Drawing a line in the sand, Stagecoach has officially added a new rule to this year’s festival: no Confederate flags.
The three-day country music sister festival to Coachella kicks off today, April 29th, for the first time in three years at the Empire Polo Club in Indio, California. According to a report by the Desert Sun, organizers updated the General Resort Rules section of the event’s website with the following: “No divisive symbols, including, without limitation, Confederate flags and racially disparaging or other inappropriate imagery/public displays.”
The injunction applies not only to the festival grounds, which includes two separate stages, but also to the overnight camping areas where attendees live for the weekend.

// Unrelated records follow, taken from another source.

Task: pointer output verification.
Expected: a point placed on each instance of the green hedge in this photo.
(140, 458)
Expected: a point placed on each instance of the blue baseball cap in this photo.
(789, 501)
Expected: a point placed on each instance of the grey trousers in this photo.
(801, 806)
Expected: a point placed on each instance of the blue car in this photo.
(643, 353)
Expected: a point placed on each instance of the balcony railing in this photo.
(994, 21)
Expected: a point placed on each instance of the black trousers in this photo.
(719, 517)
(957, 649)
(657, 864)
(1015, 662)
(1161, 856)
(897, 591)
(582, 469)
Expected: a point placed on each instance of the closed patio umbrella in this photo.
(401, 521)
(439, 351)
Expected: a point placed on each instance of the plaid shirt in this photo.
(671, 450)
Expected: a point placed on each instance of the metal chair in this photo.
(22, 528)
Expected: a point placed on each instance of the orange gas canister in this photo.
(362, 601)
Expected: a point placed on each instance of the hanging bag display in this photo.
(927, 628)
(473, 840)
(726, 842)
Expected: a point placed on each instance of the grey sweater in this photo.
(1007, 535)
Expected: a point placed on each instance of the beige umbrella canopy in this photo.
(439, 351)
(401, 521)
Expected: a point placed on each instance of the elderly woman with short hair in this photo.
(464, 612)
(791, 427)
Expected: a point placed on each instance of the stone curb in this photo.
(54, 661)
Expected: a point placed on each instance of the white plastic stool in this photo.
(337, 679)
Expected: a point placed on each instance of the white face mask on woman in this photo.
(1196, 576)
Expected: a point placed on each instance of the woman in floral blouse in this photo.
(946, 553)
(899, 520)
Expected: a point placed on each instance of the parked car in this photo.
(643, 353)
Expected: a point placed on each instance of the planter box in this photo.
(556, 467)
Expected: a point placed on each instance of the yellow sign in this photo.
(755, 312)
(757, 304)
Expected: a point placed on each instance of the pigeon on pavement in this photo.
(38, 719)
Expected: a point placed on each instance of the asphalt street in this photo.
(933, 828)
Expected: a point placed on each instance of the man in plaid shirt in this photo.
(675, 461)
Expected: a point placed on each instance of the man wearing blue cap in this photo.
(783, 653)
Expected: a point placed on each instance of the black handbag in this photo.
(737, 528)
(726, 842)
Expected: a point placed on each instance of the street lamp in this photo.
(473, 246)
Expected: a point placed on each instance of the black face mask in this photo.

Given the culture surrounding some elements of country music, Confederate flags and other imagery have been common throughout Stagecoach’s 14-year history. Variety reports that at one point in the festival’s early years, merchandise emblazoned with the Civil War-era flag was even sold in the event’s “marketplace.” In recent years, however, there’s been a cultural reckoning around what the symbol actually represents — the white nationalism at the heart of the Confederacy’s mission.
This year’s festival — its first since 2019 after being canceled the last two years due to the coronavirus pandemic — is being headlined by Thomas Rhett, Carrie Underwood, and Luke Combs, with additional performances by Maren Morris, Midland, Brandi Carlile, Tanya Tucker, Brothers Osborne, Lee Brice, Yola, Orville Peck, Cody Johnson, Margo Price, and more. Additionally, Guy Fieri will be on hand, cooking up his “Stagecoach Smokehouse” with many of the country’s best BBQ pit bosses all weekend long.